Much to ponder from your post Tabatha, beginning with Carl Sandburg's choice of "clenched fist" or "open asking hand." We are moving through hard times, and they may affect us all in different ways…
I liked the turnabout the woman makes in Menna Elfyn's poem and the softness in her voice as she ends her reading. Thanks for all!

Linda B said...

I'm glad I read the poem in English before hearing the Welsh, could follow along then with the feelings of this powerful poem. I would wish everyone would look at others from that open POV, but they do not. As for the woman with the fist, I think it must be fear that drives the anger, from whatever background, believing one's life will be changed is something many cannot abide. I guess you are trying to figure out the answer, too. Thanks, Tabatha for a mirrow to my feelings.

Bridget Magee said...

Thank you for your observations and poems, Tabatha. I agree with Linda, I think there is fear behind the fists. Unfortunately, I feel like the fists of fear prevalent right now are misplaced. I suppose we need to be 'the open asking hand held out and waiting' to calm others' fears and coax the fisted hand open. Not an easy task, but more doable when we give thought to these things. :)

Carol Varsalona said...

Tabatha, thanks for opening our eyes to more wondering about the state of affairs. Clenched fists or open hands: although I choose openness, I have experienced the brunt of clenched fists, angry voices. Obstinance is an alarming stance. When will the world unite for the greater good.

tanita✿davis said...

I'd not come across either poem, but the Sandburg poem really struck me today. Thank you so much for sharing that!

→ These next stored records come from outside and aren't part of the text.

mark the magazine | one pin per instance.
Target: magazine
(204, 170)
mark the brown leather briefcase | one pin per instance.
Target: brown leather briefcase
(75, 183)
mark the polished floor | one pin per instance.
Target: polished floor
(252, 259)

KatApel - katswhiskers.wordpress.com said...

What a wonderful quote from Carl Sandburg. And your ponderings to start. Thank-you, dear Tabatha.

Linda Mitchell said...

Oh, Tabatha. I love the way you are curious and thoughtful after an encounter with a difficult person. This line...it's so beautiful, "no one will shout harsh words after her because the words will be in her mouth." If only we could give doses of poetry like medicine to people like you can.

Mary Lee said...

That second poem seems to me what all good teaching is about. It must be my mission to give my scholars new words to name their experience and their world. Those words should come from poetry, music, and art, as well as from the harsh news of the world, so that they have lots of ways to think about and talk about life. And hopefully, through that learning, they will have ways to unclench or keep unclenched their fists. (literally and metaphorically)

Heidi Mordhorst said...

I can't quite explain how reading this, how hearing it in Welsh, has melted me to tears this morning. Perhaps it is the longing to recover someone, ourselves, through words. 💗

Ruth said...

Thanks, Tabatha!

Janice Scully said...

So many wonderful comment above. Lately I've been thinking how so much of what we hear now is reaction without trying to understand the emotional dynamics behind it. Feelings of loss and anger have to be understood, put into words maybe, if they are to be dealt with.

laurasalas said...

That Choose bit is stunning...I was just reading some Sandburg on Friday!

susanbruck.com said...

I really appreciate your kind thoughts about that difficult person. The imagery of the closed fist, as opposed to the open hand, is really powerful. I wasn't familiar with either of those poems. The second one, about transformation, is lovely in both its sentiments and its language.